Qui dit contrat de coopération commerciale dit existence d'un réel service rendu mais aussi équilibre. Une leçon que le tribunal de commerce de Nanterre donne au Galec, le 27 mars 2007, en lui infligeant une amende civile de 200 000 € pour pratiques discriminatoires et obtention d'avantages disproportionnés de la part de fournisseurs. Poursuivant, le ministre de l'Economie réclamait 2 millions d'euros d'amende. Le maximum.
 
Dans le cadre de sa politique nationale d'enseigne, la société coopérative du groupement d'achats des centres Leclerc (Galec) initie du 15 au 25 janvier 2003 une opération commerciale baptisée « Inutile de chercher des prix plus bas ». Les produits présentés dans le catalogue national de 116 pages sont le support d'un ticket de réduction « Ticket E. Leclerc ». Ainsi, lors de l'achat d'un produit support de ticket, le consommateur reçoit des bons de réduction de la valeur annoncée dans le prospectus qui viendront, pendant la quinzaine qui suit l'opération, en déduction des achats de n'importe quel produit effectués dans le même magasin.
 
L'opération intéresse la DGCCRF qui, pour les besoins de son enquête, retient 43 produits (parmi les centaines figurant au catalogue) provenant de 18 fournisseurs (sur plusieurs centaines), parmi lesquels Coca Cola, Nestlé et Kronenbourg.
 
En amont de l'opération, le Galec a conclu avec ses fournisseurs des contrats de coopération commerciale intitulés « Dynamique Commerciale et promotionnelle nationale » (DCPN). Leur participation financière porte sur la présence garantie de leurs produits dans le catalogue et/ou sur les tickets E. Leclerc. Chaque contrat de DCPN définit le service et la rémunération. Le Galec émet les factures pour le prospectus, reverse les montants perçus aux centrales régionales. Les centrales régionales facturent elles les coupons de réduction. Les magasins reçoivent la quote-part qui leur revient.
 
La DGCCRF décèle trois anomalies.

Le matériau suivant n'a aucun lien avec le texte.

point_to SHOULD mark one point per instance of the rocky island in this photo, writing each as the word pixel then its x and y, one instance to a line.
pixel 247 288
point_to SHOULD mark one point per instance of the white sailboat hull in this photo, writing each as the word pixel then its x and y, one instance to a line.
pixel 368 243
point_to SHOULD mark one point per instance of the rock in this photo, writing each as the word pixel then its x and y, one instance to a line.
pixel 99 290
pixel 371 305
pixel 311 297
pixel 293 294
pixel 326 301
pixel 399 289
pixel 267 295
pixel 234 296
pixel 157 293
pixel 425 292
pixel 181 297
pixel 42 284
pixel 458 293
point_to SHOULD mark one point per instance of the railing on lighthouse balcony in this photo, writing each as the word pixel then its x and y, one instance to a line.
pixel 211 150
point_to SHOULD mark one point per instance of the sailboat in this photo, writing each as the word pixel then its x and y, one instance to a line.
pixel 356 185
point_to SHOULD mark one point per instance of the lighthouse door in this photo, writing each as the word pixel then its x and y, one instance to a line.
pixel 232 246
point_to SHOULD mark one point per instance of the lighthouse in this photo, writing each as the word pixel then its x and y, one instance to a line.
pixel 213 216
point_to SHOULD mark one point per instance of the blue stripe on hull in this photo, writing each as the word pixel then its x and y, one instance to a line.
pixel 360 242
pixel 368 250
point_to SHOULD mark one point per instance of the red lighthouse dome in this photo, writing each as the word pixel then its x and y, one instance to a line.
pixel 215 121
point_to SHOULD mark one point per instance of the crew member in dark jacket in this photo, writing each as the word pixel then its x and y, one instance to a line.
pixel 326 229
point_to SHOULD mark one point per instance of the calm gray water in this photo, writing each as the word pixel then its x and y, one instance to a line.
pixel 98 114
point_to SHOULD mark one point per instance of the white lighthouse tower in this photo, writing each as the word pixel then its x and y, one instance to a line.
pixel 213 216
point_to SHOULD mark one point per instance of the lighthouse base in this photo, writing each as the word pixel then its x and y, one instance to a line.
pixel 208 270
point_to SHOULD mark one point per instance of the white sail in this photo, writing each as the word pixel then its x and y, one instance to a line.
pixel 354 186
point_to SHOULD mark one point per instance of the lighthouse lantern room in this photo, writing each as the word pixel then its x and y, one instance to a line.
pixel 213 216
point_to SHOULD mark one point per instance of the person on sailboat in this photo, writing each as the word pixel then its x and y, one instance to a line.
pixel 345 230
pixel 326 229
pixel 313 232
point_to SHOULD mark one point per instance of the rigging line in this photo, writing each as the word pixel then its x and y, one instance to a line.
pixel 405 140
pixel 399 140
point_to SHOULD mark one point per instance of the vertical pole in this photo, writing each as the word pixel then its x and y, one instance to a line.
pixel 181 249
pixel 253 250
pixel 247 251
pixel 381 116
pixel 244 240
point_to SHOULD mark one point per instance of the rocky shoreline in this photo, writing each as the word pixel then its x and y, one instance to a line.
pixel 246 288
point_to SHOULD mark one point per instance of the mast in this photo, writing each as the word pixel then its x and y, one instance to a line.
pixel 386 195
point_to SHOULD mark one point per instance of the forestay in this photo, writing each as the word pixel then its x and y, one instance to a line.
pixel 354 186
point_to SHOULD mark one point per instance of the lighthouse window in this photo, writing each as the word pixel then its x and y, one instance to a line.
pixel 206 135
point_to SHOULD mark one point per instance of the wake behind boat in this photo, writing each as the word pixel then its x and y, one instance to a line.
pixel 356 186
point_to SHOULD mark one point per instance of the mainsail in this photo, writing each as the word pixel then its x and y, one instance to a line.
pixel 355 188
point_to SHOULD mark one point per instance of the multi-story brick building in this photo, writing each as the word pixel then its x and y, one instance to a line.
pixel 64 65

Les boissons Coca Light et Fanta figurent dans le catalogue. La première occupe une double surface par rapport au Light Max Pepsi. Pepsico France s'est vu facturer 53 571 € pour le passage de son produit, alors qu'aucun contrat de DCPN n'existe avec Coca Cola Entreprise. Même observation pour les Kit-Kat et Nuts de Nestlé. Pour des emplacements identiques, Masterfoods a rétribué 200 000 € au Galec pour ses Mars et M&M's. Nestlé zéro ! Pas de contrat de DCPN non plus ni de facturation pour Kronenbourg, dont trois produits sont pourtant au catalogue.
 
Le Galec a fait de la discrimination à rebours, reproche le Ministre. Il a pratiqué des conditions discriminatoires, non justifiées par des différences de prestations, contraires à l'article L.442-6-1-1° du code de commerce.
 
Erreur, répond Leclerc, Pepsico n'a pas payé pour son Pepsi light. Car pour les sodas, comme pour les bières, Galec a choisi de ne pas facturer l'insertion des produits au catalogue. Quant à Nestlé, le fournisseur a réglé 170 480 € pour occuper un espace plus petit que celui des produits Masterfoods.
 
Les pratiques discriminatoires non justifiées engagent la responsabilité de leur auteur, campe le TC. « Le code de commerce pose comme condition à la licéité des contrats de coopération commerciale, non seulement l'existence d'un réel service commercial, mais encore l'équilibre du contrat. Ce principe, illustré par l'intérêt commun du fournisseur et du distributeur à la réalisation de la promotion, a pour corollaire la proportionnalité de la rémunération à l'avantage que chaque partenaire retire de l'opération », poursuit le TC. Or, il ressort d'un tableau de synthèse (participation par fournisseur comparée au chiffre d'affaires réalisé) que le Galec « a différencié à l'extrême les contreparties financières à la présence des produits dans le prospectus en ne demandant aucune participation à ces trois fournisseurs alors que leurs concurrents directs et les autres fournisseurs ont participé financièrement à l'opération ». Quant à la facture produite pour Nestlé, elle n'est pas acquittée.
 
Le débat glisse alors sur la valeur du service rendu et l'avantage retiré par chaque partenaire à l'opération commerciale. Le ministre les apprécie en termes de chiffres d'affaires puisque l'opération vise à doper  les ventes des magasins et des fournisseurs. Or, Lever Fabergé par exemple en a retiré un CA bien inférieur à sa participation. Neuf des 18 fournisseurs retenus pour l'enquête ont versé une somme qui représente plus de 50 % du CA généré pour eux. « Des participations disproportionnées au regard de la valeur du service rendu », en déduit le ministre. D'autant que la participation demandée à 15 fournisseurs a finalement réglé 97,52 % du coût du catalogue. « Le Galec  [leur] a fait financer un service que l'enseigne se rendait pour partie à elle-même ».
 
Pour apprécier la valeur du service rendu, se défend le Galec, il faut prendre en considération les retombées médiatiques de l'opération pendant une certaine durée. Le critère pertinent est le retour sur investissement attendu.
 
Séduisant, approuve le TC, mais la démonstration ne saurait dépasser le stade de l'hypothèse pour devenir une preuve tangible. « Il appartenait au Galec d'appréhender et de restituer de façon pertinente l'équivalence revendiquée, de chiffrer objectivement son existence et de l'opposer » aux enquêteurs.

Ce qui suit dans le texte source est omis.